En la “nota final” el propio autor nos pone sobre la pista, rasgo característico de una voz honesta. Las hogueras azules es un ejercicio libre, introspectivo de los motivos y las formas métricas orientales. Por ejemplo, la primera sección, titulada “Prosopoema de una gota de lluvia”, basado en el modelo de Lu Ji. Constituyen, en realidad, dos textos metaliterarios que hermanan las dos tradiciones: en el primero el poeta define el poema a la manera japonesa, para lo cual compara con “la nieve” y con “una gota de lluvia” congelada “en la mitad de su caída”; en el segundo recupera el afán sintético de su admirado Taneda Santōka para hablarnos del nacimiento oral-musical de la lírica occidental. Su función parece más explicativa que sugerente. Y añadiría que innecesaria.

En la segunda sección, “Poemas del paso del tiempo” encontramos la delicadeza y el minimalismo que evoca y sugiere la poesía al cabo. Como un collar de piedras preciosas, la sucesión de poemas tan solo nombrados y diferenciados por dos bloques estacionales, el frío y el cálido, exaltan el instante y el sentido de lo natural como núcleo del entendimiento del ser. Este enfoque no actúa como la cámara del móvil que captura el exterior, sino más bien como una espiritualidad interior (Vicente Haya) que explora en la profundidad de lo natural. Los versos contienen la exactitud vertical de lo frágil. Como el haijin, Rivero fija su mirada contemplativa en lo que está a punto de suceder(se): “Asciendo hasta las casas / donde acaba la aldea / y me siento a observar / la niebla de la tarde. // Una higuera tardía / deja llover sus frutos tras de mí”. Son numerosas las citas de esta sección que podríamos ejemplificar, pues se cuentan por decenas. Será mejor que el lector realice su propia selección.

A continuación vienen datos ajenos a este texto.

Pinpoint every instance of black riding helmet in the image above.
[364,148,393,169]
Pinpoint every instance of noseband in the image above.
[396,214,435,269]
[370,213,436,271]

En la tercera sección, “Haibun”, los dos textos en prosa hablan de lo sustancial, de la reflexión que obtiene gracias al detenimiento, a la observación minuciosa y también a la espera de que ocurra naturalmente. Como la primera sección, interesa los fragmentos que permiten conocer la poética de Rivero basada en la luminosidad, similar a las propuestas de Juan Ramón Jiménez o Andrés Sánchez Robayna, Eugenio de Andrade o Sophia de Mello: “Por eso quise siempre hablar de lo difícil de lo oscuro, / lo bello, de las luces que escapan y los gestos que hieren”.

Por último, “Poemas para ser pintados”, los poemas se titulan pero los titulares podrían desaparecer perfectamente que no deterioraría ni un ápice el cuerpo. Siguen conteniendo la mirada natural, pero se distingue de la segunda en que el sujeto, ya solo ya acompañado, evoca recuerdos, se permite aconsejarnos (“No hay nada más hermoso / que ser frágil / en un mundo infinito”). El poeta ensaya distintas formas, versos más largos como los de “Poemas para un biombo sobre la tristeza”, tantea la crítica de nuestra era hasta lograr versos musicales como los de la sección “C”: “Somos memoria oscura, / un bosque blando / a la orilla de un mundo que se desconoce. / El mundo como un líquido”. Como el propio poeta en la “Nota final” expresa tan humildemente –otra vez la honestidad– el significado del libro “es el fruto de años de lectura y juego”. En estos poemas de la cuarta parte se produce el apartamiento del poeta sevillano de la corriente oriental y toma su propio camino, tal y como lo hiciesen otros antes (Octavio Paz, Mario Benedetti), si bien la tradición china (Lu Ji, Wang Bei, Li Bai…), resuena entre sus versos. La plasticidad de las imágenes visuales dejan traspasar, además del cromatismo y la luminosidad, la sensualidad en su estado más puro: “En la piel descubierta, / rosa pálido, azul”; “el olor de otro cuerpo / puede ser un paisaje”; “Hay un cuerpo acostado junto a mí. / Suave, me habla”. Hemos atravesado la objetividad y nos hemos colocado en el centro de un volcán. Muestras de notable singularidad. Ahí Rivero se nos muestra luminoso: “El corazón cabalga. / Nada más se ha movido. / Agudo y áspero / se desvanece / el instante de caos”. Pese al canto en que celebra el amor, se sabe bien de la fragilidad así como de la pérdida del ideal: “sentimos miedos nuevos / cada vez que diluvia / y asignamos un nombre / a las cosas que amamos”.

Sorprende Las hogueras azules por su capacidad de experimentación, detallismo e indagación de las relaciones del ser con la naturaleza a partir del enfoque contemplativo.